Colloquium Topic: Parker Solar Probe: First Discoveries and Outlook of the Mission

Launched on 12 Aug. 2018, NASA’s Parker Solar Probe is venturing closer to the Sun than any other spacecraft, mapping the last unvisited regions of the solar system. The spacecraft successfully incorporates technological breakthroughs to attain new science: PSP crossed a technological barrier by protecting sensitive spacecraft and payload components from intense solar photon radiation. Parker is primarily an exploration mission, and the data returned so far is a treasure trove that holds potential for breakthrough discoveries. It is breaking new boundaries of space exploration by flying halfway between Mercury and the Sun. Parker is writing a new chapter of space research by revolutionizing our understanding of this mysterious region by answering long-standing questions that puzzled scientists for decades: how the solar wind plasma is heated and accelerated and solar energetic particles accelerated and transported throughout the heliosphere.

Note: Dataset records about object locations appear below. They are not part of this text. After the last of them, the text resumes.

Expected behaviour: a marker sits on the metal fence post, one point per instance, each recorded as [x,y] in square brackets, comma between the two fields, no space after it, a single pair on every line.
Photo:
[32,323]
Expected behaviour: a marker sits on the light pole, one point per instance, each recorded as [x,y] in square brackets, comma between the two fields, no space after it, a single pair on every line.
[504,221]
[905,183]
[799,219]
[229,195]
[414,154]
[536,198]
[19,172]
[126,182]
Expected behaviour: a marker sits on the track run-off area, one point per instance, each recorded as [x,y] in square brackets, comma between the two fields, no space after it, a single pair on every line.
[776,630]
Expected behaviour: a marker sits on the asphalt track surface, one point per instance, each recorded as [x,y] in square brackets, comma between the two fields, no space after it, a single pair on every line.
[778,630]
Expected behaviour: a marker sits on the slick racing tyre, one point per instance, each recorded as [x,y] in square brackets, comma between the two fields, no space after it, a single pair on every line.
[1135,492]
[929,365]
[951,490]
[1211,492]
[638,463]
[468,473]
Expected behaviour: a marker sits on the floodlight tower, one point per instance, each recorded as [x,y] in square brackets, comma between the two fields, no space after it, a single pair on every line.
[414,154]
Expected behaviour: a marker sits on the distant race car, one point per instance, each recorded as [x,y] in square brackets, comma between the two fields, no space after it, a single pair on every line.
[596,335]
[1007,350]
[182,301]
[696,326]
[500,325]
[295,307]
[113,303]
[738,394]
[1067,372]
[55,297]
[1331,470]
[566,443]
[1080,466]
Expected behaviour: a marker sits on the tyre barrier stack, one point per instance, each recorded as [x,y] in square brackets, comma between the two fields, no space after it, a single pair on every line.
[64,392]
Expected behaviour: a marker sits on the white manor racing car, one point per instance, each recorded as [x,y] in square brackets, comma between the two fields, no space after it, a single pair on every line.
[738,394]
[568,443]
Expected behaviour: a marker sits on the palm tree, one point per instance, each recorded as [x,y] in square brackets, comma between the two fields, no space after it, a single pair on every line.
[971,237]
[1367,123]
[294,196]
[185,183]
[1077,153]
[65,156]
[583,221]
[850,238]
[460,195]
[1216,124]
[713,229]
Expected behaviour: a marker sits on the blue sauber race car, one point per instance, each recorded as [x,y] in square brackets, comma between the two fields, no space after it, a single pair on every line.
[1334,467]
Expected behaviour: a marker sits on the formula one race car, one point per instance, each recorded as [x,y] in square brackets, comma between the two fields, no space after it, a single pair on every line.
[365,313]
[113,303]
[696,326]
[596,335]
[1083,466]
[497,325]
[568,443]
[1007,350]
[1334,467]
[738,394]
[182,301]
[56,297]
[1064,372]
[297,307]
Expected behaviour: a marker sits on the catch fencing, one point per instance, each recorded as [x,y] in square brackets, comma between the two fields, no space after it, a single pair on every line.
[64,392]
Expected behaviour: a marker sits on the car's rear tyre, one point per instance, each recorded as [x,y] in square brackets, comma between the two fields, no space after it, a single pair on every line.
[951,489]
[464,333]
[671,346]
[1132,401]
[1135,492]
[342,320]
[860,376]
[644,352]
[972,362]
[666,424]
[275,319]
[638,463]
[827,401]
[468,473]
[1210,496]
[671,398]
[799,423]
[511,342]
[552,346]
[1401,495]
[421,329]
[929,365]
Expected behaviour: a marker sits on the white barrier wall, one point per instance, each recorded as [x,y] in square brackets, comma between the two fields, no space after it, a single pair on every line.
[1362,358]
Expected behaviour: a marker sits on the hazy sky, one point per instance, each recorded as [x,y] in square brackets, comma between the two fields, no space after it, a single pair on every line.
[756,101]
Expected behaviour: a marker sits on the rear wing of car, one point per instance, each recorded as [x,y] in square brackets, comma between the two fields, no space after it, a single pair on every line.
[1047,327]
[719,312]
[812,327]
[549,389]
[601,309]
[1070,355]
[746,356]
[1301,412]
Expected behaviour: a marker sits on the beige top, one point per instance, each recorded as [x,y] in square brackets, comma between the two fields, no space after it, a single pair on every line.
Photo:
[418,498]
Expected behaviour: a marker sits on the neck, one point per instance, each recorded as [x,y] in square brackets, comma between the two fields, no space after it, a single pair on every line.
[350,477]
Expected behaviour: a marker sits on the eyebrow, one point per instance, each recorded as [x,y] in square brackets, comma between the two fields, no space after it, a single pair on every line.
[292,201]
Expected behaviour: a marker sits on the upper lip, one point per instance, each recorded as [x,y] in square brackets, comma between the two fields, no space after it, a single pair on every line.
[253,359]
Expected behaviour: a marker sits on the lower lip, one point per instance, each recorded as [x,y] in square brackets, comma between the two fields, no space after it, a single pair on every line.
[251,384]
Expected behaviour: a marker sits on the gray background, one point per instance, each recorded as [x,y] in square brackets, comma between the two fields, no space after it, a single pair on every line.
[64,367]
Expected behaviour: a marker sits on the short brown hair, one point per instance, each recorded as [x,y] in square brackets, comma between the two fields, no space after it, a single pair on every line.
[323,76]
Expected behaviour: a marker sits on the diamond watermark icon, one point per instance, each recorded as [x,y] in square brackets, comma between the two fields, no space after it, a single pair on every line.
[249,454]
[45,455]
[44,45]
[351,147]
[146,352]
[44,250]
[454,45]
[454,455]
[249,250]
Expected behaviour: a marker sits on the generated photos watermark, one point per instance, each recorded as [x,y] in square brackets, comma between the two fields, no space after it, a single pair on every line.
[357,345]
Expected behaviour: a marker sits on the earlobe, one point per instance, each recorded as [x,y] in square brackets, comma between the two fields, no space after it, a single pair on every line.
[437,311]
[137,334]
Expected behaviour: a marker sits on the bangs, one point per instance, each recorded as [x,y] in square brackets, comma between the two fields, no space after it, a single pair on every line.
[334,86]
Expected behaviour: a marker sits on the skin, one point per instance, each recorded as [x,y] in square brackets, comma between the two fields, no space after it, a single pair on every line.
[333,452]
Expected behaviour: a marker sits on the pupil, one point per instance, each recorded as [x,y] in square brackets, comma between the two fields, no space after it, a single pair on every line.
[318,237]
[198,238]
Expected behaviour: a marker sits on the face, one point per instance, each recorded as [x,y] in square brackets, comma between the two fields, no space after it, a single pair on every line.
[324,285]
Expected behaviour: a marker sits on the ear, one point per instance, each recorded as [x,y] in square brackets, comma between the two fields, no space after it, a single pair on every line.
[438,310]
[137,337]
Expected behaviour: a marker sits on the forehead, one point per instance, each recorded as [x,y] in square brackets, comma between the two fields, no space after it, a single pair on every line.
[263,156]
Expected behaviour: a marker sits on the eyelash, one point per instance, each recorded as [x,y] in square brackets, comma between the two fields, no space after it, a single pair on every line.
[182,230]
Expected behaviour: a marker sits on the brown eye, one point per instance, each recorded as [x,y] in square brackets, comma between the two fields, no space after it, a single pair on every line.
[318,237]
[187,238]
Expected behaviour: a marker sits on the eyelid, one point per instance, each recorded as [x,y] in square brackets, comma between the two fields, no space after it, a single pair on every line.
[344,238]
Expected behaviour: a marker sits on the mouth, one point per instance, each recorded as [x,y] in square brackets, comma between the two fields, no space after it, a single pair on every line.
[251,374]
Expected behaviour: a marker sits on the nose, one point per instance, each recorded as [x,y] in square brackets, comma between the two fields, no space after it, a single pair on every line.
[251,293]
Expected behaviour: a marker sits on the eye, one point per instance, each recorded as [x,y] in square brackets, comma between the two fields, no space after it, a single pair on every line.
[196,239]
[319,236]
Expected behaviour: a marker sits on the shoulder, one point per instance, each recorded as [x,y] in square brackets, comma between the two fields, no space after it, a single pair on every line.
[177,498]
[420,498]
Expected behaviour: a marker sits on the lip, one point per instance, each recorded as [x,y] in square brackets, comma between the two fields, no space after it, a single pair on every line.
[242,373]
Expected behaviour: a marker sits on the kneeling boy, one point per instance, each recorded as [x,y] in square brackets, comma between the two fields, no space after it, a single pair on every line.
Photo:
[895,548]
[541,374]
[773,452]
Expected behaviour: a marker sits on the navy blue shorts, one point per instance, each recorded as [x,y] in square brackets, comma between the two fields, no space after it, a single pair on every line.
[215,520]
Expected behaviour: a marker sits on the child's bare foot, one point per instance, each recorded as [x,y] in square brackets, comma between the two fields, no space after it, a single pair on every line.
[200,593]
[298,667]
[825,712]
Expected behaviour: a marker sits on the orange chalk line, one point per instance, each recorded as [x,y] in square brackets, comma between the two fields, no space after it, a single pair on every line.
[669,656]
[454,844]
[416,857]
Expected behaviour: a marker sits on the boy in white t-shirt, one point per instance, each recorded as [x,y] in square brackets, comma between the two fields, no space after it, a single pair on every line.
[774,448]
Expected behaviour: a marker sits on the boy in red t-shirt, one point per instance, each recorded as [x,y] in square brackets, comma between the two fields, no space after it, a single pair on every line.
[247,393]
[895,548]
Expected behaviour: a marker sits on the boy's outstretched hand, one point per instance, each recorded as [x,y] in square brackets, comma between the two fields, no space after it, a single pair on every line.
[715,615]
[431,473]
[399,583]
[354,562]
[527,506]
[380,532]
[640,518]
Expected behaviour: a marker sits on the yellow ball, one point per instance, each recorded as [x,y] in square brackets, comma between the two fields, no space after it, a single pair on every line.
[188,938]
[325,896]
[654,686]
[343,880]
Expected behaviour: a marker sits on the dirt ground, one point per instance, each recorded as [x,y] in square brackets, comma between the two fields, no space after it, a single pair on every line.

On 11 Nov. 2019, PSP will have completed the first three of its planned 24 elliptical orbits around the Sun. These three orbits have the same perihelion (i.e., shortest distance to the Sun) of 25 million kilometers or 35.7 Rsun (Rsun = 1 solar radius = 695,000 km) from the center of the Sun, which occurred on 6 Nov. 2018, 4 Apr. 2019, and 1 Sep. 2019, respectively. The second Venus gravity assist will be performed on 26 Dec. 2019, after which the orbit perihelion will decrease to 27.8 Solar Radii. The analyses of science data from the first two orbits show new phenomena and plasma properties not seen before in the solar wind. I will provide an overview of the mission’s status after three solar encounters and the first discoveries as well as the outlook of the mission for the upcoming solar encounters.



Colloquium Speaker: Nour E. Raouafi

Dr. Nour E. Raouafi is the Project Scientist of NASA Parker Solar Probe mission. He is a Ph.D. in Astrophysics (University of Paris XI, Orsay, France; Dec. 2000). Before joining the Johns Hopkins Applied Physics Laboratory in 2008, Dr. Raouafi worked at the Turin Observatory (Italy, 2001), the Max Planck Institute for Solar System Research (Göttingen, Germany 2002-2005) and the National Solar Observatory (Tucson, Arizona: 2005-2008). His research spreads over a wide range of solar and heliospheric areas with an emphasis on the dynamic solar corona via the analysis of spectral and imaging observations, theory, and modeling. He contributed to diverse research areas, e.g., solar magnetic fields, spectroscopy, polarimetry, coronal plumes and jets, CMEs and coronal shock waves, solar wind, solar energetic particles, and cometary physics. He authored and co-authored tens of peer-reviewed papers and meeting proceedings.